La sceneggiatura non rende con la medesima efficacia le sfaccettature psicologiche dei vari personaggi del romanzo, e il parallelismo tra le due coppie Donna/Vic Trenton e Charity/Joe Camber un po’ si perde a favore di una maggiore messa in risalto dell’evoluzione della protagonista. Tuttavia, questo fa sì che, alla fine, la sua mente non sia più dominata da inutili dubbi (se esco dalla macchina e il cane mi uccide, il bambino resta solo e muore comunque) ma solo da una piena presa di coscienza della realtà, il che la rende un personaggio più positivo di quello dipinto nel libro.

Note:
[1] Cfr.

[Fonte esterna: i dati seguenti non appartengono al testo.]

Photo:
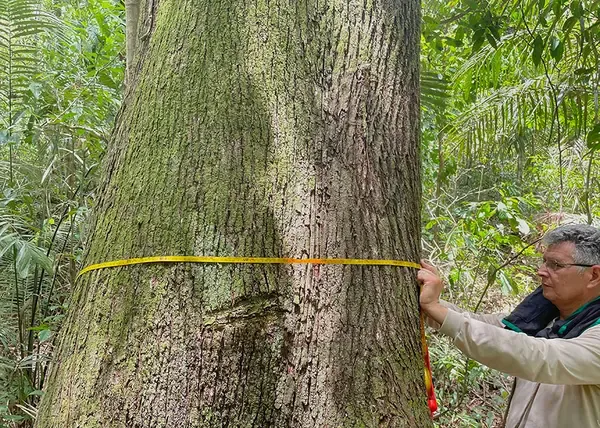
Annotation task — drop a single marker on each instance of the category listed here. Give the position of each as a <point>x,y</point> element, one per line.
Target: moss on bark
<point>266,128</point>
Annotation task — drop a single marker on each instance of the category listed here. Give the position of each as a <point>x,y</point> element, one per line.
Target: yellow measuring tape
<point>246,260</point>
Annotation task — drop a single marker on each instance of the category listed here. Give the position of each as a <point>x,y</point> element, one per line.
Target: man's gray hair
<point>585,237</point>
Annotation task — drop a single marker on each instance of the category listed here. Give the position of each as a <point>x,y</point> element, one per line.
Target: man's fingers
<point>431,268</point>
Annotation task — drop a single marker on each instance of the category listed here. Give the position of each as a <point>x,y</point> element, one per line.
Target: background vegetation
<point>510,132</point>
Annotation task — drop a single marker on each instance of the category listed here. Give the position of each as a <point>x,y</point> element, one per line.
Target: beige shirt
<point>558,380</point>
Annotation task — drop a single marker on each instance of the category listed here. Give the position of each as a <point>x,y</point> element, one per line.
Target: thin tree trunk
<point>273,129</point>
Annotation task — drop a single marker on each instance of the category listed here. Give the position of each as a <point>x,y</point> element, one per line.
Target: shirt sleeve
<point>492,319</point>
<point>555,361</point>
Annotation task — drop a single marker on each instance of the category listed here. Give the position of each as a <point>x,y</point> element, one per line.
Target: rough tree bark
<point>255,128</point>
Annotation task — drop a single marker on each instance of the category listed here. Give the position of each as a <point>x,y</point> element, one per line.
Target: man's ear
<point>595,279</point>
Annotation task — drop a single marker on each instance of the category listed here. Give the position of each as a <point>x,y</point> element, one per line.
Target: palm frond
<point>21,22</point>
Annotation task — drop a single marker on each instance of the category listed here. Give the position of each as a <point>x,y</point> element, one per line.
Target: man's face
<point>563,285</point>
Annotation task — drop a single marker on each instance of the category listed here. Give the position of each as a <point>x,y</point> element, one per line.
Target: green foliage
<point>61,68</point>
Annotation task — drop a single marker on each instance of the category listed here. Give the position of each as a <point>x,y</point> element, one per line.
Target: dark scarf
<point>533,315</point>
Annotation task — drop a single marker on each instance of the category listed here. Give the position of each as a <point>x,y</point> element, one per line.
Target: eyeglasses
<point>554,266</point>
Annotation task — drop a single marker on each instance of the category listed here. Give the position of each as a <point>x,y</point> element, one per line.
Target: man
<point>550,342</point>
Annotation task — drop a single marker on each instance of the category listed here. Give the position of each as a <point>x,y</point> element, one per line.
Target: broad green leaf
<point>557,48</point>
<point>593,137</point>
<point>538,47</point>
<point>523,226</point>
<point>44,335</point>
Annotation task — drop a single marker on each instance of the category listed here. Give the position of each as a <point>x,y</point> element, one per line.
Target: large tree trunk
<point>272,128</point>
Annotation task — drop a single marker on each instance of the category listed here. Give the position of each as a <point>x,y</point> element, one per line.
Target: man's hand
<point>431,288</point>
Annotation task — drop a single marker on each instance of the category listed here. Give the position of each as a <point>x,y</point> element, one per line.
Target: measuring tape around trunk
<point>431,400</point>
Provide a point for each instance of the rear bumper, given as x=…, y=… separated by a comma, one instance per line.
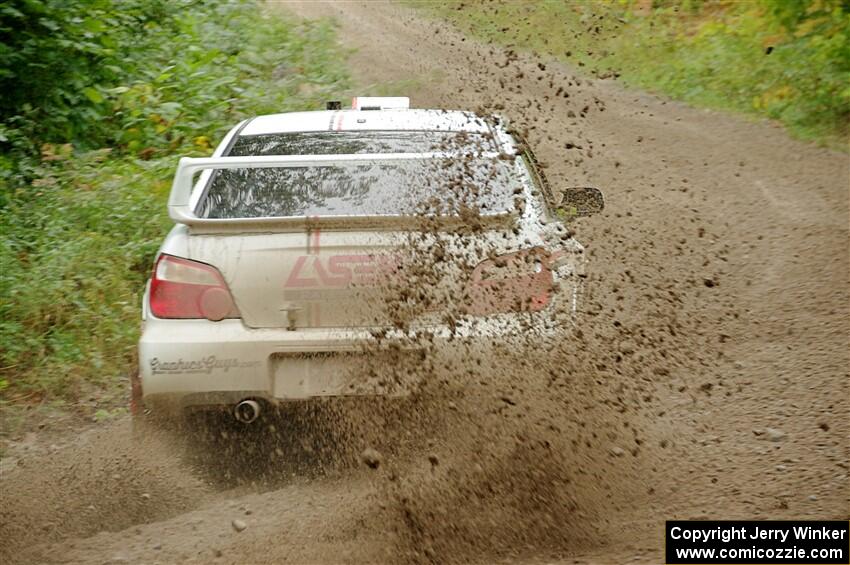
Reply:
x=194, y=363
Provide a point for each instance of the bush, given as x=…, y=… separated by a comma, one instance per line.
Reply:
x=97, y=95
x=788, y=60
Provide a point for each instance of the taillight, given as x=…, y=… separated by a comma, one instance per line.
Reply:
x=518, y=282
x=181, y=288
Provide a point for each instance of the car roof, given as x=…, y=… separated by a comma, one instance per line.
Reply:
x=366, y=120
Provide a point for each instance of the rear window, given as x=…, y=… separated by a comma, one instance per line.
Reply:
x=406, y=187
x=353, y=142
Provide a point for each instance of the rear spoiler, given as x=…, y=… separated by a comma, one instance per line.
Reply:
x=179, y=201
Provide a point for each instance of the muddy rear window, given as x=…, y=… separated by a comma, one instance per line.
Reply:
x=406, y=187
x=352, y=142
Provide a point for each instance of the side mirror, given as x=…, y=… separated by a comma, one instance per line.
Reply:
x=581, y=201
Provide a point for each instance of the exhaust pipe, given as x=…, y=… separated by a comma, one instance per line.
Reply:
x=247, y=411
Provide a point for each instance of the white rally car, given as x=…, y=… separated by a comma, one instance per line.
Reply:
x=264, y=286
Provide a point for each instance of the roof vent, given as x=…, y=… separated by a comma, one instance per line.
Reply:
x=380, y=102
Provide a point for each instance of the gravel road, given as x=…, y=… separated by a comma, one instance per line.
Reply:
x=709, y=379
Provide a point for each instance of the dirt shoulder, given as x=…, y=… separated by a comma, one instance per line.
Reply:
x=717, y=334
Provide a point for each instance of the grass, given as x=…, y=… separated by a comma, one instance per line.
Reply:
x=81, y=222
x=788, y=61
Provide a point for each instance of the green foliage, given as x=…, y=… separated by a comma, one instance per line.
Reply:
x=786, y=60
x=87, y=155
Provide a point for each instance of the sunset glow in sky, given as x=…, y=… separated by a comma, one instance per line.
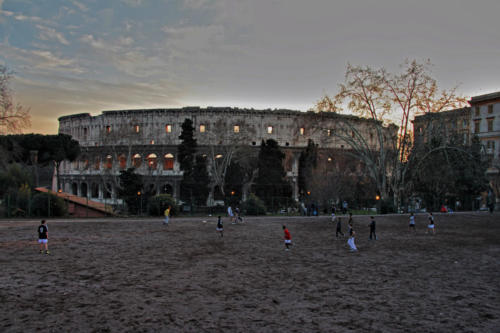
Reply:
x=73, y=56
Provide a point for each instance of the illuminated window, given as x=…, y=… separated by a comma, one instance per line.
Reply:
x=152, y=161
x=109, y=162
x=123, y=161
x=168, y=162
x=490, y=124
x=477, y=126
x=136, y=160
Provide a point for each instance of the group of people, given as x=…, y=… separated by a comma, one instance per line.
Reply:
x=43, y=231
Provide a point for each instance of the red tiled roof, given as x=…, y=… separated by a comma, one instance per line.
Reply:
x=80, y=201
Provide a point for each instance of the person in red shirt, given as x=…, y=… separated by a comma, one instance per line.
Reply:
x=288, y=238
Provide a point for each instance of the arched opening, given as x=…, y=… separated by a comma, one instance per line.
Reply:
x=167, y=189
x=123, y=161
x=94, y=191
x=137, y=160
x=107, y=191
x=152, y=161
x=168, y=162
x=84, y=190
x=109, y=162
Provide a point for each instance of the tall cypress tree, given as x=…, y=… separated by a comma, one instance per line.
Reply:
x=271, y=184
x=186, y=152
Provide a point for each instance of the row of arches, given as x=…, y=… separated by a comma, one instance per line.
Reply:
x=151, y=161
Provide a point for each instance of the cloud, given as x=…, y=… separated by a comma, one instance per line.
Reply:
x=80, y=5
x=47, y=33
x=133, y=3
x=40, y=59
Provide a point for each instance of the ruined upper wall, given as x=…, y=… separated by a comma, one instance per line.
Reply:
x=212, y=126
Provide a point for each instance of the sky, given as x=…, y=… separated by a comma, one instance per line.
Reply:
x=86, y=56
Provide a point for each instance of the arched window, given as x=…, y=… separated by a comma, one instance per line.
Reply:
x=123, y=161
x=152, y=161
x=109, y=162
x=137, y=160
x=168, y=162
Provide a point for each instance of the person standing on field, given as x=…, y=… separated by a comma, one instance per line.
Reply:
x=43, y=237
x=167, y=215
x=288, y=238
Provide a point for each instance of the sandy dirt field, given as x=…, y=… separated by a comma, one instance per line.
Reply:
x=141, y=276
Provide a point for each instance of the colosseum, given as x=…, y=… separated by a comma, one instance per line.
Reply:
x=147, y=140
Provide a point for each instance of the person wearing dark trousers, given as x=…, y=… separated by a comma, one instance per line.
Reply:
x=372, y=229
x=339, y=228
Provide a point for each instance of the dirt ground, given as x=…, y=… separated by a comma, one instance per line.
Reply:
x=140, y=276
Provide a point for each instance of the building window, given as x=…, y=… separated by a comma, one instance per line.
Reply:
x=490, y=124
x=109, y=162
x=123, y=161
x=477, y=126
x=168, y=162
x=136, y=160
x=152, y=162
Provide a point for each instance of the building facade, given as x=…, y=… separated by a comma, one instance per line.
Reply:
x=480, y=119
x=147, y=140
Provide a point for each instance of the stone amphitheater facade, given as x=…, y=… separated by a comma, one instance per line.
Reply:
x=148, y=140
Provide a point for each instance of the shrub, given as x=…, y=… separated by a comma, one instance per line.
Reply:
x=158, y=204
x=254, y=205
x=40, y=205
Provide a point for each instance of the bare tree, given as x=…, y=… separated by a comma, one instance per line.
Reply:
x=386, y=98
x=13, y=117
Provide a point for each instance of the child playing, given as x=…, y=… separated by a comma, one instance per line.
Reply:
x=372, y=228
x=350, y=241
x=43, y=237
x=288, y=238
x=339, y=229
x=220, y=227
x=411, y=226
x=430, y=226
x=167, y=214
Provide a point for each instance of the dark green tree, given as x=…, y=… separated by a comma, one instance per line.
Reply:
x=130, y=189
x=186, y=152
x=271, y=185
x=307, y=163
x=201, y=181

Stephen King, Quattro dopo mezzanotte, introduzione al racconto Il fotocane, Sperling & Kupfer Editori, Milano 1991, traduzione di Tullio Dobner, pp. 667-671.
[2] Vedesi ad esempio: George Beahm, The Stephen King Companion: Four Decades of Fear from the Master of Horror, Thomas Dunne Books/St. Martin’s Griffin, New York 2015, pp. 172-174, oppure: Anna Gural-Migdal, Détournements naturalistes et horrifiques dans Dingo d’Octave Mirbeau et Cujo de Stephen King, in Soletras Revista, Revista do Departamento de Letras, Faculdade de Formação de Professores da UERJ, n° 30, luglio-dicembre 2015.
[3] Cfr. Joseph Maddrey, Beyond Fear: Reflections on Stephen King, Wes Craven, and George Romero’s Living Dead, BearManor Media, Albany, Georgia 2014, p. 200.
[4] Cfr. Douglas E. Winter, Faces of Fear: Encounters with the Creators of Modern Horror, New York, Berkley 1985, pp. 115-116, traduzione mia, citato da Joseph Maddrey in op. cit.
[5] Cfr. Joseph Maddrey, op. cit., pag. 231.
[6] Cfr. Tony Magistrale, Hollywood’s Stephen King, Palgrave MacMillan, New York 2003, pag. 56.
[7] Cfr. Stephen J. Spignesi, Dog (and Cat) Day: An Interview with Lewis Teague, in The Complete Stephen King Encyclopedia, Contemporary Books, Chicago 1991, pp. 572-573, traduzione mia, citato da Joseph Maddrey in op. cit.
[8] Cfr. Tony Magistrale, op. cit., p. 60, traduzione mia.